LATROBE, Pa. – You've heard all the clichés.
You can't teach speed.
It can go on and on.
Speed is something a wide receiver needs, and Antonio Brown has it, now more than ever.
While it seems to those watching that the all-everything receiver didn't have a lot of room for improvement heading into this season, he saw things differently.
This offseason he went full throttle, and believe it or not, he looks even better than ever.
"You always have to get better," said Brown. "You are either getting better or you are getting worse. This offseason I attacked it, working on little things. Trying to improve on it every day and continuing to grow.
"I surrounded myself with some good trainers, some good people that can bring out the best in me.

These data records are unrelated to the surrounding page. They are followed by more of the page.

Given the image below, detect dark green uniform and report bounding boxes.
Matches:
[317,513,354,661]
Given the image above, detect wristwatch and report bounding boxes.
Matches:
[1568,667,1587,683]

This offseason was an opportunity for me to attack my weaknesses and hone in on things I can get better at."
Weaknesses. When you are arguably the best wide receiver in the NFL, are there really weaknesses?
"I worked on my strength, full control of the body, I got my core right," said Brown. "That has been an asset."
His work ethic, it's maniacal to say the least. From the moment he steps foot on the field he is doing something. He can't stand still, always working, always trying to get better, always setting the example that hard work pays off.
Hines Ward, who himself was a hard worker, recently said Brown takes it to another level.
"We all come here to set the standard," said Brown. "The guy behind us or the next man in line should do it better. I try to set a tempo and pace guys can relate to and see, I am catching passes, finishing the ball. Hopefully the guys in the room take heed to all of those things. Those are things that make a difference in you being a great player."
Brown came into the NFL as a sixth-round draft pick and wears that with pride, approaching every day like he is that rookie fighting to make the roster.
"Every year I try to be a rookie all over again, just a little bit smarter," said Brown. "I never take anything for granted. I take every day like it's my first day. Don't look too far, be in the moment and make sure I give it my all."
Making sense of it: As the NFL official made a call during a recent Steelers practice at Saint Vincent College, Coty Sensabaugh walked over to him, talked for a few minutes, his hands showing that he was trying to get an explanation of a call.
The scene was repeated several times, Sensabaugh asking; the official explaining.
"It's constant learning and communication," said Sensabaugh. "It's good to ask them questions. I think every relationship is built on communication. I was trying to get a feel for what they call, what they don't call to help me get better.
"If you are a sponge, it can help. It doesn't hurt to learn new things. I try to learn new things every day."
Fast forward a few days and there was Sensabaugh again, asking questions and talking. This time it was with Ben Roethlisberger in practice.
"I am just trying to get an idea of what the quarterback is looking at, what their thought process is," said Sensabaugh. "I think the last time I played quarterback was little league. I couldn't throw the ball, I just ran. I think it's good to have that dialogue. I may be able to give him some input I am looking at as a cornerback. It's iron sharpening iron, helping this team be the best possible team we can be. At the end of the day our goal is a Super Bowl and to win it everybody has to play a part in it."